Within the Netherlands, victims are often recruited by so-called "loverboys" – men who seduce young Dutch women and girls and later coerce them into prostitution.[48] The phenomenon was highlighted in 2008 by Maria Mosterd, who published a book about her ordeal as the 12-year-old victim of a loverboy. The truthfulness of this book is disputed, and was the subject of an investigative journalism report.[49]
Many victims of human trafficking are led to believe by organized criminals that they are being offered work in hotels or restaurants or in child care and are forced into prostitution with the threat or actual use of violence. Estimates of the number of victims vary from 1,000 to 7,000 on a yearly basis. Most police investigations on human trafficking concern legal sex businesses. All sectors of prostitution are well represented in these investigations, but window brothels in particular are overrepresented. [50] [51] [52]

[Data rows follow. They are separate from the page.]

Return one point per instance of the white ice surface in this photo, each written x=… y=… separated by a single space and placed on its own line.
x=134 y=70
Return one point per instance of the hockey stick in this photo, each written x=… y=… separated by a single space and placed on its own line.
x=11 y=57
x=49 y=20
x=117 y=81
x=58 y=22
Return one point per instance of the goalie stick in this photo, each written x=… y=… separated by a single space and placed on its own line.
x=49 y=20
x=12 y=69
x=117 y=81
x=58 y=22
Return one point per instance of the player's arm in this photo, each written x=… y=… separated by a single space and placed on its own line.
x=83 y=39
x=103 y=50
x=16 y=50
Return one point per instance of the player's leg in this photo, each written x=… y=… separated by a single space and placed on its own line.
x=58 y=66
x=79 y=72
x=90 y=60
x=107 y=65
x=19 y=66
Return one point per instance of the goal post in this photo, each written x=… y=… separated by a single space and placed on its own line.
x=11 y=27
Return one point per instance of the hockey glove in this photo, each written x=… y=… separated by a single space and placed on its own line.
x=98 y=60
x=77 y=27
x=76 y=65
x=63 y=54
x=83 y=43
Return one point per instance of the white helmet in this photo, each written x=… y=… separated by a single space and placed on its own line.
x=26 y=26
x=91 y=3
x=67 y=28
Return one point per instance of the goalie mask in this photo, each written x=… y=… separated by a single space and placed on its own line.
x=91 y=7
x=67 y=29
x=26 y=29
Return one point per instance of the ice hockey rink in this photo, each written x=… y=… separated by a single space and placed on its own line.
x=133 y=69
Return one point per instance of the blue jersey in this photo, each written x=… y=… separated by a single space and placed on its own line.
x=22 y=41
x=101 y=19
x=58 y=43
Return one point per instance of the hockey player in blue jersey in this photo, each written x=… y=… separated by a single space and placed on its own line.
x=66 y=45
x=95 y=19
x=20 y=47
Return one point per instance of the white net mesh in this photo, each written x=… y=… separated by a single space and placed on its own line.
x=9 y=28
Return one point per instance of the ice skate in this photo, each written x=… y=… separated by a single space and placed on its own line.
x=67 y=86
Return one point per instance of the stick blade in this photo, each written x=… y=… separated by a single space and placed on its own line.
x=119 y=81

At the end of 2008, a gang of six people was sentenced to prison terms of eight months to 7½ years in what prosecutors said was the worst case of human trafficking ever brought to trial in the Netherlands. The case involved more than 100 female victims, violently forced to work in prostitution. In December 2009, two Nigerian men were sentenced to 4 and 4½ years in prison for having smuggled 140 Nigerian women aged 16–23 into the Netherlands. The women were made to apply for asylum and then removed from asylum centers to work as prostitutes in surrounding countries. The men were said to have used "voodoo" curses on the women to prevent escape and enforce payment of debts.
The US State Department's Office to Monitor and Combat Trafficking in Persons ranks the Netherlands as a 'Tier 1' country, indicating full compliance with the minimum standards of the Victims of Trafficking and Violence Protection Act of 2000 (TVPA).[53]